The original Times story, and others, argued that Justify should have been disqualified from his victory in the Santa Anita Derby, and thus shouldn’t have competed in the Kentucky Derby. This is wrong for two reasons: Baffert’s split sample wasn’t shipped to a lab until four days before the Kentucky Derby; processing that sample and disqualifying Justify before the Kentucky Derby would have created an unrealistically compressed timeline to adjudicate the case and DQ Justify. Beyond that: Deep breath here. California had, at the time of Justify’s test, listed scopolamine as a Class 3b substance, which would have carried a penalty of disqualification. However, the CHRB had failed to update its rules to account for the decision, in December of 2016, by the Association of Racing Commissioners International, to lower scopolamine to a Class 4c substance. Under ARCI rules, that would still have meant a DQ; but under California rule 1859.5 – “Disqualification for a positive test” – only substances in classes 1-3 carry a disqualification. Hence, Justify should not have been disqualified, even if it was determined that scopolamine was intentionally given, which the reams of evidence cited above indicate that it most likely was not.
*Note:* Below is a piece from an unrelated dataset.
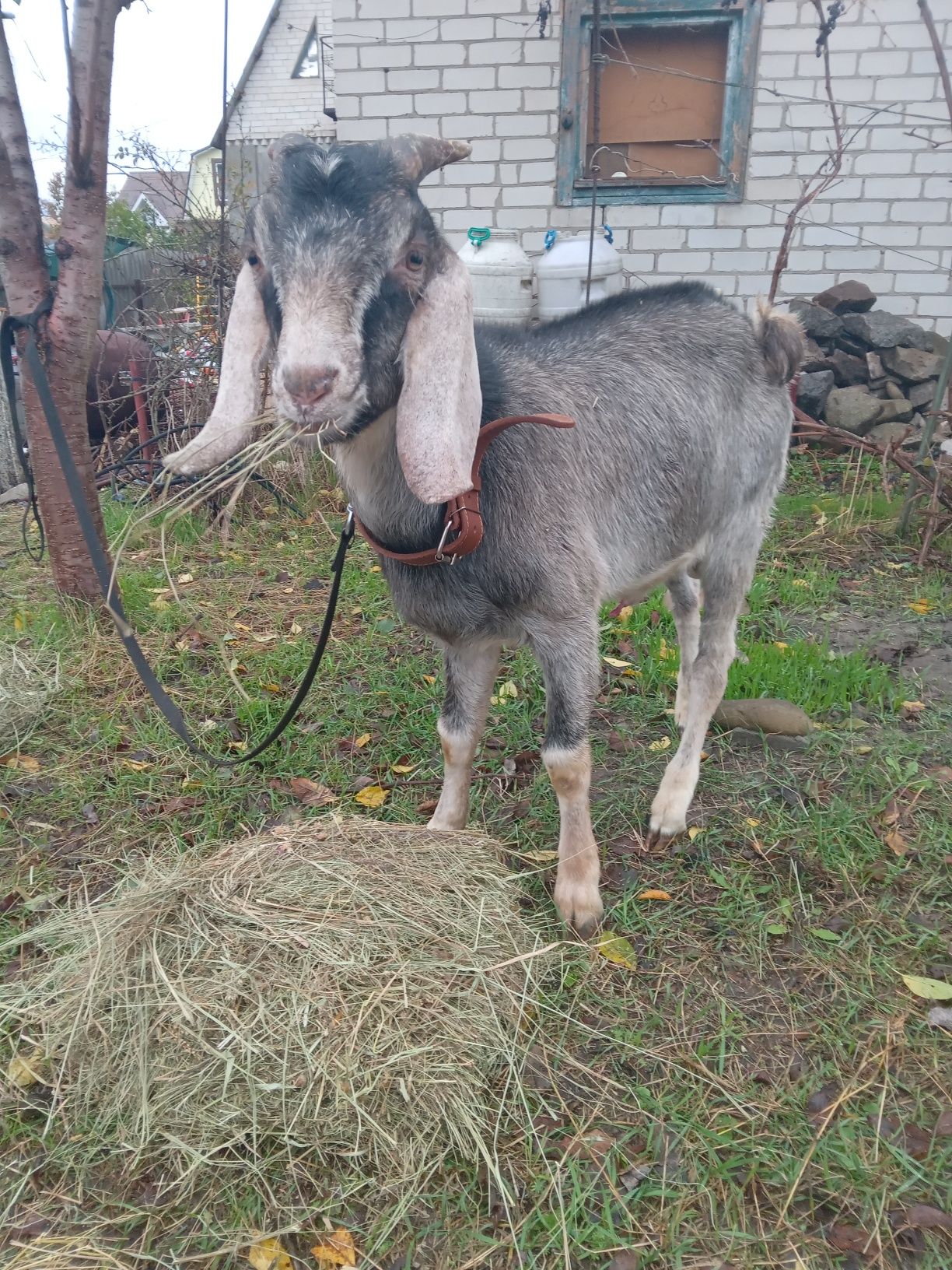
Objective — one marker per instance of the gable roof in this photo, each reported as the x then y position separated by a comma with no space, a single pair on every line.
222,130
165,191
However, even if the CHRB muddled through correctly on process, it failed miserably on transparency. Arthur said that the decision to clear Baffert and Justify was reached in July 2018. It was not finalized until a private executive session of the CHRB on Aug. 28, by which time Justify had already won the Triple Crown, been retired with a leg injury and syndicated for that $60 million. The CHRB is chockablock with conflicts. Most notably, during the time frame of the Justify case, Baffert was training a horse for Chuck Winner, who was chairman of the CHRB board (and has since retired). Baffert told me, “I like Chuck. Right now I’ve got one horse with him.” Winner said he has sent three horses to Baffert in 20-plus years. No matter: One is too many. It’s an unacceptable conflict and all too common in racing. In fact, nearly every word of this story is symptomatic of racing’s need for coordinated oversight, which does not appear to be forthcoming.

What remains unfathomable is that once the CHRB cleared Justify in August of 2018, it didn’t quickly make a public statement. That statement absolutely would have been radioactive, but in a society ever more adoptive of conspiracy theories, more radioactive with each passing month: “They had to know it would cause an uproar,” says Steve Barker, the Louisiana drug testing expert. “They should have reported it to the press immediately.” Winner says, “Going public was discussed. But we never go public with a negative finding. I suppose we could have sought permission from Baffert and his owners, and all the other horses that had scopolamine, but in the end, the board, and the lawyers decided to do things the same way we always have.”

Yet even today, the full results have not been made public, findings that many experts could use to explain why Baffert and Justify were cleared by the CHRB. But: Crickets. The reason for this. “Our PR guy is on vacation in Europe,” said Arthur, on Sept. 17. This, you truly cannot make up.

Tim Layden is writer-at-large for NBC Sports. He was previously a senior writer at Sports Illustrated for 25 years.